Владимир Машков - Как я был вундеркиндом
Девчонки ждали, что я скажу. А я не знал, о чём с ними говорить.
За окном вовсю носились снежинки. Это что же — зима началась? Вроде утром ещё никакого снега не было.
— Как быстро погода меняется, — открыл я наконец рот. — Утром ещё осень была, а сейчас снег валит.
Первой не вытерпела девчонка с голубым бантом. Она прыснула и прикрыла ладошкой рот.

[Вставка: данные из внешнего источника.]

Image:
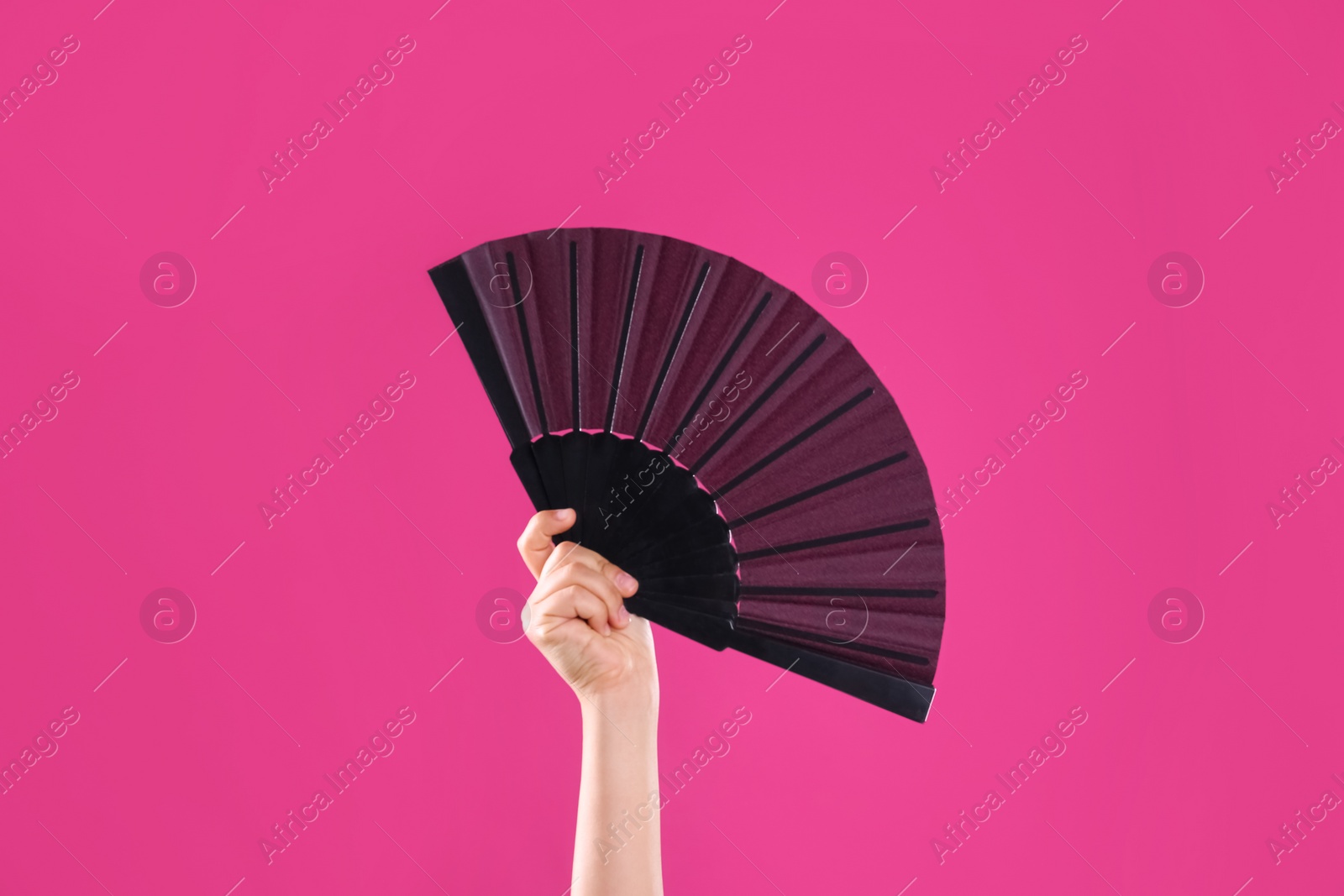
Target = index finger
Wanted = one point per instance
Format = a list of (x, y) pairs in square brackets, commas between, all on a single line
[(535, 543)]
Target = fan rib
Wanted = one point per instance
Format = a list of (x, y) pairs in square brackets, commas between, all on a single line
[(575, 329), (832, 539), (528, 345), (769, 627), (672, 349), (625, 336), (765, 396), (718, 371), (795, 443), (465, 309), (795, 591), (817, 490)]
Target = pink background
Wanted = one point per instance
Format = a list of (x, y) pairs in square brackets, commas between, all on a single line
[(1027, 268)]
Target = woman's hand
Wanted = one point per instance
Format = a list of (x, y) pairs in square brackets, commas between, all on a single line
[(577, 618)]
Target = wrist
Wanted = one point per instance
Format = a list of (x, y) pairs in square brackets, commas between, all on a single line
[(631, 710)]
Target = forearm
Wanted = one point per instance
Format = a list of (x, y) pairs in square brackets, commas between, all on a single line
[(616, 846)]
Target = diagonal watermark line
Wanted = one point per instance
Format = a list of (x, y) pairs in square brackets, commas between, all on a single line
[(781, 338), (228, 222), (600, 38), (421, 531), (900, 222), (1272, 38), (264, 38), (1267, 705), (927, 364), (1238, 221), (1085, 860), (754, 194), (255, 364), (111, 674), (765, 540), (783, 674), (936, 38), (1092, 530), (900, 558), (566, 221), (111, 338), (413, 860), (85, 531), (228, 558), (749, 859), (602, 376), (1263, 364), (85, 195), (1119, 338), (954, 728), (418, 194), (447, 338), (76, 857), (447, 674), (1092, 194), (259, 705), (1236, 559), (1119, 674)]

А следом засмеялись и её подружки.
Я обиделся и пошёл в коридор. Я давно знал, что девчонки несерьёзные создания. Ну что я такого сказал? Ничего особенного. Так чего смеяться?
В коридоре мальчишки играли в чехарду. С криками прыгали друг через друга.
Когда появился я, игра прекратилась. Я почувствовал, как вокруг меня образуется безвоздушное пространство.
Мальчишки отодвинулись от меня, сбились в кучку.
— Тебе чего? — выкрикнул мальчишка с быстрыми чёрными глазами.
Как же его фамилия? Макаревич? Мандер? Да, что-то в этом духе.
— Я тоже хочу поиграть, — говорю я миролюбиво.
Макаревич или Мандер — хоть убейте меня, не помню его фамилии — настроен воинственно.
— А мы не хотим с тобой играть, — объявляет он за всех.
Мальчишки молча кивают, соглашаются с черноглазым.
Макаревич-Мандер мне по плечо. Если я его как следует толкну, он наверняка упадёт. Другие ребята, конечно, заступятся за него. Нет, придётся уйти. Со всем классом — увы! — мне не справиться.
Я понимаю, что они мне завидуют, и не обижаюсь на мальчишек, хотя мне обидно так, что даже нет слов сказать, как обидно. Что поделаешь, такова судьба всех великих людей — их никто не понимал, над ними смеялись, их гнали…
Ну ладно, если со мной не хотят играть одноклассники, пойду к старшеклассникам — они мне компания.
Я поднялся на второй этаж и очутился перед весёлой толпой мальчишек, которые играли в «мазилу».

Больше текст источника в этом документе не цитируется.